Currency swings to hit Primark owner ABF as US debut looms
Published 22/04/2015 | 02:30
Shares in Primark owner Associated British Foods (ABF) slumped more than 5pc yesterday after it warned that a weak euro would result in a bigger hit than expected to its bottom line.
The company would feel the impact during its next financial year as existing currency contracts expired, it said.
ABF noted that exchange rates between some of its major trading currencies had "changed markedly" in recent months.
"The impact on adjusted operating profit in the first half from the translation of overseas results into sterling was a loss of £11m (€15.2m) and, if current rates persist, the translation impact on full-year profits when compared with last year would be in the order of £25m (€34.7m)," it predicted.

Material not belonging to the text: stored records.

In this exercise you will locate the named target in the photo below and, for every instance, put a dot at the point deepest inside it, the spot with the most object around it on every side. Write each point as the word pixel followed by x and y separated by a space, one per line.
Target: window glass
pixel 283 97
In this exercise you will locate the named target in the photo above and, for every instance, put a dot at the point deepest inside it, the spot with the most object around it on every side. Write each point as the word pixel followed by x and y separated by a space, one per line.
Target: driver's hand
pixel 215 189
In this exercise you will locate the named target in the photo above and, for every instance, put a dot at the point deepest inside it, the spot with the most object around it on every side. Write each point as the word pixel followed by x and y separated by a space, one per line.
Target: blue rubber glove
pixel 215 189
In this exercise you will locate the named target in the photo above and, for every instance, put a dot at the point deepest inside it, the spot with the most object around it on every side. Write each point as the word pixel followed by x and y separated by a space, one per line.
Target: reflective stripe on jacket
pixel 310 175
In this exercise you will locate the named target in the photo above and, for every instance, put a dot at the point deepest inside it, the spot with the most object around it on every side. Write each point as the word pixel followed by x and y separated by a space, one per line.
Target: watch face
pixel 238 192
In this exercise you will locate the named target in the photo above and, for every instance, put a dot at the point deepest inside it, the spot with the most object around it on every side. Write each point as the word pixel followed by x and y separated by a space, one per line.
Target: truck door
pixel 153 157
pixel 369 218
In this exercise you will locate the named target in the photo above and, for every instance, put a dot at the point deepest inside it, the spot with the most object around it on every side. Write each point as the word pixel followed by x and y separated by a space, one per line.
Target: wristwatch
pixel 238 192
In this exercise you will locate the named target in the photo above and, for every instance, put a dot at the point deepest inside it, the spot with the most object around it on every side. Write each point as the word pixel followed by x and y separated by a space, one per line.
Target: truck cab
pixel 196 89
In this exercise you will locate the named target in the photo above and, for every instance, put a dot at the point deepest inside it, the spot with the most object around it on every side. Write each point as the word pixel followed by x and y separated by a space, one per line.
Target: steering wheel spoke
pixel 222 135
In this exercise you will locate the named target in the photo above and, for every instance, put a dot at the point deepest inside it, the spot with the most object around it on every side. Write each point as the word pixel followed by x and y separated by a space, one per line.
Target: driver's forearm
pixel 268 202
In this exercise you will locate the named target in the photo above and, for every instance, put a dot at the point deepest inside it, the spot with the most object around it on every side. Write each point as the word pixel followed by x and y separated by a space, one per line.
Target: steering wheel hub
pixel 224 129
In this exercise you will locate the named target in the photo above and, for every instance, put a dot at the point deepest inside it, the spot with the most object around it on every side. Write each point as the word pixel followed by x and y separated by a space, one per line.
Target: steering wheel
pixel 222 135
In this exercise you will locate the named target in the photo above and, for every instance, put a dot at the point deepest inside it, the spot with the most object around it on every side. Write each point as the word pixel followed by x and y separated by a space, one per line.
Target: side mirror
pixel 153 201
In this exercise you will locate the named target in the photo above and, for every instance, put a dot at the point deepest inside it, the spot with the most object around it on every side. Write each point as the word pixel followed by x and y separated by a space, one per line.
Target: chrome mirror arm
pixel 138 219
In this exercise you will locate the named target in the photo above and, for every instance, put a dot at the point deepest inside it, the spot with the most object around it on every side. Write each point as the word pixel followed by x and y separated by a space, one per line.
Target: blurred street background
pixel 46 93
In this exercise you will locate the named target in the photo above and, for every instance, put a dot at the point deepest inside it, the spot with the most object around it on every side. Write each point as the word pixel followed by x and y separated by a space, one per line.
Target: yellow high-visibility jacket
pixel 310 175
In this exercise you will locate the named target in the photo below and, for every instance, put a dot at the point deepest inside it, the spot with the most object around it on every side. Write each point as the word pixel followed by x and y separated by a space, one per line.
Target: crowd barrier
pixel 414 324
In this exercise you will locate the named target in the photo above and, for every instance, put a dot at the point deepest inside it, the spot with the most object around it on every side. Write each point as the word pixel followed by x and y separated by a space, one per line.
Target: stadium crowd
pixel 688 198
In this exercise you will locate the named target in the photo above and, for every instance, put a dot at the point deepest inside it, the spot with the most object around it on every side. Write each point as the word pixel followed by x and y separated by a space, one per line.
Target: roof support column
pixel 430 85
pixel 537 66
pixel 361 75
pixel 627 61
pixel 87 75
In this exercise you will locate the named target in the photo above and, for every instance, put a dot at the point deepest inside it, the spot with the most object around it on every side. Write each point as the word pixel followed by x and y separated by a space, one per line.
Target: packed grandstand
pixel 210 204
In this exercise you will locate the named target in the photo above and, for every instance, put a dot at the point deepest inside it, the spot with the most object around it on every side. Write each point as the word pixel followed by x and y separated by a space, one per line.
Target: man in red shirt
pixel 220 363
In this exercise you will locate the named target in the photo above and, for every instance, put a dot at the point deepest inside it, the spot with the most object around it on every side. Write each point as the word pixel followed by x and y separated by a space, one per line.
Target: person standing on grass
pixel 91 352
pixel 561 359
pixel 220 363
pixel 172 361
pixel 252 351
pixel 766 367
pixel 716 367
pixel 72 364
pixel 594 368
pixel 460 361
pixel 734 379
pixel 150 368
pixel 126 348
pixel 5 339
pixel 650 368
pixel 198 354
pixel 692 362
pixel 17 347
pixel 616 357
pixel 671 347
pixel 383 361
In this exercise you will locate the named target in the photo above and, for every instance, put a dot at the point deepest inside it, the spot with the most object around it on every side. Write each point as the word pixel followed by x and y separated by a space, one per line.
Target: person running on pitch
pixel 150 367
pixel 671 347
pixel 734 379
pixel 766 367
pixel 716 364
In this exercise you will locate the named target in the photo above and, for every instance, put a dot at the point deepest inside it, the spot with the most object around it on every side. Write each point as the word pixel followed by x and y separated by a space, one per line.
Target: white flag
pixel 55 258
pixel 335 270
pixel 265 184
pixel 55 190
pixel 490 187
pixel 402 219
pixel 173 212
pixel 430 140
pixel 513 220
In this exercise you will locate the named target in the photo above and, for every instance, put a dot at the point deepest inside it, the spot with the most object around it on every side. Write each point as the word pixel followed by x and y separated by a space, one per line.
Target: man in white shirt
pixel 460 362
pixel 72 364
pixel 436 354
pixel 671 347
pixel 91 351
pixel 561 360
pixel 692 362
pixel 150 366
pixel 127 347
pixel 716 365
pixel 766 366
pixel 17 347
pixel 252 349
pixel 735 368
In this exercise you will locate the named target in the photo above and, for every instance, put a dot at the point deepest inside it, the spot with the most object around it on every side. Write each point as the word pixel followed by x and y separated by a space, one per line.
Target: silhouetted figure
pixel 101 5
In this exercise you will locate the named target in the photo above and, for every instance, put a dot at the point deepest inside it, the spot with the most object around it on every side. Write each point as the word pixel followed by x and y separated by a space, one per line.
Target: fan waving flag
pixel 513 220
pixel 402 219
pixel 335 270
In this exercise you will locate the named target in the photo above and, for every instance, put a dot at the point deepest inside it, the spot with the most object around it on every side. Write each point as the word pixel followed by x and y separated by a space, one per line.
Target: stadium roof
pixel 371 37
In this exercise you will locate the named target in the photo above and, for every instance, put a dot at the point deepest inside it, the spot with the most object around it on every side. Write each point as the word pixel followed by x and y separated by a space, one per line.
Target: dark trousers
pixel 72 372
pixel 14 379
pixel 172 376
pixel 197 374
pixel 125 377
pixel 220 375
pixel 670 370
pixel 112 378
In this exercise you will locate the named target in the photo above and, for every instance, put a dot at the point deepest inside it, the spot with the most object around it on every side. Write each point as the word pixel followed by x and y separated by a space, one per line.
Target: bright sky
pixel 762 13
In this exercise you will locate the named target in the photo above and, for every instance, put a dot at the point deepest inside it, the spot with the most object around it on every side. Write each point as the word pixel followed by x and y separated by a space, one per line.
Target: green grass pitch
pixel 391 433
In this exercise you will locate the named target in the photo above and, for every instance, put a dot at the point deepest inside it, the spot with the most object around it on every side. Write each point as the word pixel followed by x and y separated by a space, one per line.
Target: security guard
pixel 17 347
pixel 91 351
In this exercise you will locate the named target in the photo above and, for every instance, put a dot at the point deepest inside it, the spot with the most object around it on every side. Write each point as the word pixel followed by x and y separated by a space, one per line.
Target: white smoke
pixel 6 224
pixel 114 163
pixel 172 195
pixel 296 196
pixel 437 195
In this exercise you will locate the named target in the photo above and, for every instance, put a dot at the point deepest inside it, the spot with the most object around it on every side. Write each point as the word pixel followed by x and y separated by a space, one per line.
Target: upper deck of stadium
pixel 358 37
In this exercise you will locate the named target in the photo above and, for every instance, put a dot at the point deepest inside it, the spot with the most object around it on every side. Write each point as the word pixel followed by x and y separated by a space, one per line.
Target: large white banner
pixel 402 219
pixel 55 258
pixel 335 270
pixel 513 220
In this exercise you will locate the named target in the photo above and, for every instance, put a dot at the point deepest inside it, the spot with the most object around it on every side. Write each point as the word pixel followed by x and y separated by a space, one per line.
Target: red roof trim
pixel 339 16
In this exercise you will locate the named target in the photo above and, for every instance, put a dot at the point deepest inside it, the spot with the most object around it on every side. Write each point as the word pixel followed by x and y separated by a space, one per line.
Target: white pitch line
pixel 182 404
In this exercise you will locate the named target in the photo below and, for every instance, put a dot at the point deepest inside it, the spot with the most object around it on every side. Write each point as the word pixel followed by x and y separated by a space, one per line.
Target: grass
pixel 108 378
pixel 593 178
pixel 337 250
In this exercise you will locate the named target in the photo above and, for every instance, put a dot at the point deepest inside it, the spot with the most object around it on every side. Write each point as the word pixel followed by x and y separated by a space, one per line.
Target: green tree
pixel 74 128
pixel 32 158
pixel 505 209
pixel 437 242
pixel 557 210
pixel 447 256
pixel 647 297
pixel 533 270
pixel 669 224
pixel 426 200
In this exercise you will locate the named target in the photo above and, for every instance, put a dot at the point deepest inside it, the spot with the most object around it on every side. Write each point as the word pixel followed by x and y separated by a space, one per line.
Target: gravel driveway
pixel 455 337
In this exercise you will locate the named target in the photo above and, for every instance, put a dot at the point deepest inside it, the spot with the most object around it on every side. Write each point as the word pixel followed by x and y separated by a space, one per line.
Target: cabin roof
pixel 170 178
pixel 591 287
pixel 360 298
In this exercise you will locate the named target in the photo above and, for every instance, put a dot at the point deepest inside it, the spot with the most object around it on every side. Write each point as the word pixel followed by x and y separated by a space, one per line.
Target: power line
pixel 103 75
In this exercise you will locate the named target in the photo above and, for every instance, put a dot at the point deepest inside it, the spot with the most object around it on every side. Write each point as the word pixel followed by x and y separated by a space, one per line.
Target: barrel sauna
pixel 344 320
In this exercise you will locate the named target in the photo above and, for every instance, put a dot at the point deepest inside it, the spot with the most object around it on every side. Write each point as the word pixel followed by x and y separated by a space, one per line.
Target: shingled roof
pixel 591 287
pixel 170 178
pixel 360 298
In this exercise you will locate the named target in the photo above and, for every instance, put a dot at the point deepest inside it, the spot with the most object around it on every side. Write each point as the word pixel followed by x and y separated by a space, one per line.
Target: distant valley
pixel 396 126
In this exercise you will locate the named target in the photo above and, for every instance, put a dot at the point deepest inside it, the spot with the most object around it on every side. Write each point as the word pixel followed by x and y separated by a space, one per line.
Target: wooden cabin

The company also insisted that the big currency swings wouldn't affect its Primark operations and value for customers.
Chief executive George Weston said Primark's performance in the first half of the financial year had been driven by a significant expansion in selling space and "superior trading".
The currency difficulties came as ABF released first-half results that were in line with market expectations.
Group revenue rose 1pc to £6.25bn (€8.7bn), and was 3pc higher on a constant currency basis.
Adjusted operating profit was down 5pc at £474m (€659m), while pre-tax profit was 51pc lower at £213m (€296m).
Primark, which is headquartered in Dublin and trades as Penneys in Ireland, again proved to be the star performer for ABF.
Primark's revenue in the 24 weeks to February 28 rose 12pc to £2.5bn (€3.5bn), while operating profit at the unit was 8pc higher at £322m (€447.7m).
Penneys outlets in Ireland performed "very strongly", according to ABF.
The company said that several of its stores opened during the last 12 months now feature regularly in the top 20 Primark outlets based on annualised sales.
Those high-performing outlets include its store in Berlin-Alexanderplatz, Cardiff, Stuttgart and Cologne, as well as shops in Marseilles and Paris.
The group said that like-for-like sales in the period were hampered by unseasonable warm weather across northern Europe last autumn, and the impact that opening new stores in the Netherlands and Germany had on existing outlets in the region.
ABF is on track to open its first outlet in the United States later this year, having signed deals that will enable it to open a number of outlets in the north-east of the country. Its flagship store will be in Boston.
ABF has interests across a number of sectors, including groceries, sugar production and agriculture. It owns well-known brands such as Twinings, Kingsmill and Ryvita.